Charlotte Petri Gornitzka is a Swedish management consultant and public administrator who serves as Governor of Gotland County since 2024 and served as Assistant Secretary-General of the United Nations and as deputy executive director of the United Nations Children's Fund (UNICEF) from 2018 to 2023. She previously chaired the Development Assistance Committee (DAC) of the OECD from 2016 until 2018.

==Early life and education==
Petri Gornitzka has a background in management consulting with a focus on change management and communications. She holds a master's degree from Stockholm University College of Music Education (SMI) as well as a degree in Business and Marketing studies from IHM Business School.

==Career==
From 1998-2002, Petri Gornitzka served as Under Secretary-General and Director of Communications for the Swedish Red Cross.

Petri Gornitzka later served as Secretary-General of Save the Children International (2008–2010) in London and Secretary-General of Save the Children Sweden (2003–2008).

Petri Gornitzka joined the Swedish public service and worked as Director-General of the Swedish International Development Cooperation Agency (SIDA) between 2010 and 2016. During that time, she became the initiator of "Swedish Leadership for Sustainable Development", a network of some twenty leading Swedish companies, three expert organizations and SIDA, working for sustainable development with the objective to reduce poverty.

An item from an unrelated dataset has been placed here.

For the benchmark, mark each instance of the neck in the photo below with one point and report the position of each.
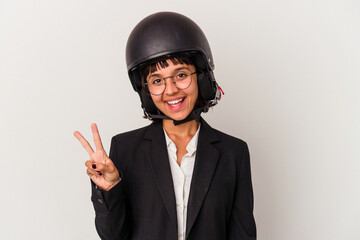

In 2016, Petri Gornitzka took over from Erik Solheim as chair of the DAC. The country that nominates a Chair for the Committee also agrees to finance the position, and on 16 February 2018, Dagens Nyheter reported that Sweden's cost for this chairmanship was 12.4 million SEK (1.254 million EUR, 1.556 million USD).

==Other activities==
- World Economic Forum (WEF), Global Future Council on the Future of International Governance, Public-Private Co-operation and Sustainable Development, Co-chair
- Stewardship Board for Economic Growth and Social Inclusion, Member
- 2030 Water Resources Group, Member of the Governing Council.